Toda la escena revivió ante sus ojos: el italiano con sayal de estameña, la mujer desnuda entre encajes, el príncipe de Condé y el cofrecillo de sándalo dentro del cual brillaba el f rasquito de licor de color esmeralda. «Padre —recordaba que había dicho el señor de Condé—, ¿es el señor Fouquet quien os envía?» Angélica se preguntó si escondiendo aquel cofrecillo no habría detenido la mano del destino.
—¿En qué pensáis? —preguntó el conde de Peyrac.
—En una aventura extraña que me sucedió una vez.
Y ella, que había callado tanto tiempo, le contó la historia del cofrecillo, cuyos detalles estaban tan grabados en su memoria.
—La intención del señor de Condé —añadió— era, seguramente, la de envenenar al cardenal, y tal vez al rey y a su hermano más joven. Pero lo que no llegué a comprender del todo fueron aquellas cartas, especie de compromisos firmados que el príncipe y los demás señores debían entregar al señor Fouquet. ¡Esperad!
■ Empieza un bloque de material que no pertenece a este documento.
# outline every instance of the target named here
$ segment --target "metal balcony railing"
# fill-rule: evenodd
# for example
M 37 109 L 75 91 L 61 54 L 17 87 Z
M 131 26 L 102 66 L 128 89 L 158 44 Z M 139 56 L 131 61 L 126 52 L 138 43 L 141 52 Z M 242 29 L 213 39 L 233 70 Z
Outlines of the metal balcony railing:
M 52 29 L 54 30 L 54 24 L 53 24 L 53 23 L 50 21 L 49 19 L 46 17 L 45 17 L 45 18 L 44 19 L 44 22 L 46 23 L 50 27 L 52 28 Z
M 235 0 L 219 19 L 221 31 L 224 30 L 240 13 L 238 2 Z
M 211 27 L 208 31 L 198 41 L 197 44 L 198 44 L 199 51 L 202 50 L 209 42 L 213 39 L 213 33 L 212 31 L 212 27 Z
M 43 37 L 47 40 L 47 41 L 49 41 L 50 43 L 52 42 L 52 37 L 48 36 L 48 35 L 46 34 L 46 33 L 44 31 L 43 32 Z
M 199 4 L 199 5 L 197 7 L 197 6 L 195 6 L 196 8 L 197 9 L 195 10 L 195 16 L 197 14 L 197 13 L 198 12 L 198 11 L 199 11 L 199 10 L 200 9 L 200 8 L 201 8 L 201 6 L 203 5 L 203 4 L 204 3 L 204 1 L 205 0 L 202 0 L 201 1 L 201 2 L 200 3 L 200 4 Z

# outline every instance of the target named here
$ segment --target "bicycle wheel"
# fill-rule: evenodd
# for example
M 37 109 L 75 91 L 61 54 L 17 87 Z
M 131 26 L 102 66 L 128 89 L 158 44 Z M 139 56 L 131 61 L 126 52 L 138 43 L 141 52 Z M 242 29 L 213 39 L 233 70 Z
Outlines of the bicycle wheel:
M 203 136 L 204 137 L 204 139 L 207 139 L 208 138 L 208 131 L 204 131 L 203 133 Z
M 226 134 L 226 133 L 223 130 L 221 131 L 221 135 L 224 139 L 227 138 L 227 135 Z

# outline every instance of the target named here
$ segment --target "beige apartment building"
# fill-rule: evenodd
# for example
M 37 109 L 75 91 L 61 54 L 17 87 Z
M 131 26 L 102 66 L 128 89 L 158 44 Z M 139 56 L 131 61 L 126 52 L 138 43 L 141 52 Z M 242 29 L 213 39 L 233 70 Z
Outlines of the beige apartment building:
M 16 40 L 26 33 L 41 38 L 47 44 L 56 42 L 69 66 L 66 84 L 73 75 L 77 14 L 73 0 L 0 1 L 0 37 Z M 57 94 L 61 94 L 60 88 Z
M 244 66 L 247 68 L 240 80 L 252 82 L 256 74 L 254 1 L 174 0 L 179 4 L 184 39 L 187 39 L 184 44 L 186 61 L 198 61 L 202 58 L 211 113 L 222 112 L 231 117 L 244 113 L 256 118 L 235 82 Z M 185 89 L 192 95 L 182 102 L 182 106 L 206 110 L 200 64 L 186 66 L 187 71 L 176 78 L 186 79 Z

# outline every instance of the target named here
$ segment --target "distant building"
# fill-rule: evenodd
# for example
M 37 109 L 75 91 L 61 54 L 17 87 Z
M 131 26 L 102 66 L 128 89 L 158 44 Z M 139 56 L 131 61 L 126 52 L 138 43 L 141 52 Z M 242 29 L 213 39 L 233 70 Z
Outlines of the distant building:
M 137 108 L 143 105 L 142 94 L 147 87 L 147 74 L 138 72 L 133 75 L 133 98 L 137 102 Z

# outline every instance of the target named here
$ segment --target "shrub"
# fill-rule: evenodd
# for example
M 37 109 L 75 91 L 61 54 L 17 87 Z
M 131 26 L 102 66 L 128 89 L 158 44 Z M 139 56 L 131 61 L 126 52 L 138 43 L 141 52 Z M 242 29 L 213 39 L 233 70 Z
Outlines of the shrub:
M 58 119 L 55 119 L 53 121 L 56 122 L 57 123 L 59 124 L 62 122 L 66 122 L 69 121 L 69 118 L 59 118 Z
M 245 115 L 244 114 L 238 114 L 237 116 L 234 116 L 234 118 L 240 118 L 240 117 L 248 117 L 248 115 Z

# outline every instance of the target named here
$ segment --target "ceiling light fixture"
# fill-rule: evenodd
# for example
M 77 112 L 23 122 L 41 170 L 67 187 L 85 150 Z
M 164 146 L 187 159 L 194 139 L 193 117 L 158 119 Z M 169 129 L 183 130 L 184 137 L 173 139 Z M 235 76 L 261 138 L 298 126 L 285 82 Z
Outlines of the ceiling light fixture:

He olvidado un poco el texto… Era una cosa así: «Me comprometo a no pertenecer más que al señor Fouquet, a poner mis bienes a su servicio…»
Joffrey de Peyrac la escuchaba en silencio. Por fin dejó oír una risita.
—¡Qué buena gente! ¡Cuando se piensa que el señor Fouquet no era entonces más que un oscuro diputado y que, gracias a su habilidad financiera, podía ya hacerse servir por los príncipes! Ahora es el personaje más rico del reino, con el señor Mazarino, se entiende. Había, pues, sitio para los dos bajo el buen sol de Su Majestad. ¿Así es que llevasteis vuestra audacia hasta apoderaros del cofrecillo? ¿Lo escondisteis?
—Sí, lo… —pero una prudencia instintiva le cerró de pronto los labios—. Lo arrojé al estanque de los menúfares del gran parque.
—¿Y creéis que alguien haya sospechado de vos por esa desaparición?
—No lo sé. No creo que haya dado gran importancia a mi pobre persona. Sin embargo, no dejé de aludir al cofrecillo ante el príncipe de Condé.
—¡De veras! Pero era una locura.
—Necesitaba obtener para mi padre la exención de los derechos de tránsito para los mulos. ¡Oh, es toda una historia! —dijo riendo—. Ahora ya sé que indirectamente estabais envuelto en ella. ¡Pero con gusto volvería a cometer imprudencias semejantes para ver la cara de susto de esas gentes tan llenas de orgullo!
Después que Angélica le hubo contado la escena que tuvo con el príncipe de Conde, su marido cabeceó.
—Casi me sorprendo de veros aún viva a mi lado. En efecto, habéis debido parecer demasiado inofensiva, pero es cosa peligrosa mezclarse como comparsa en esas intrigas cortesanas. Si llega el caso, no les importaría gran cosa suprimir a una niña. —Se levantó, se acercó a un tapiz que apartó bruscamente y se volvió hacia ella con expresión de contrariedad—. No soy lo bastante listo para sorprender a los curiosos.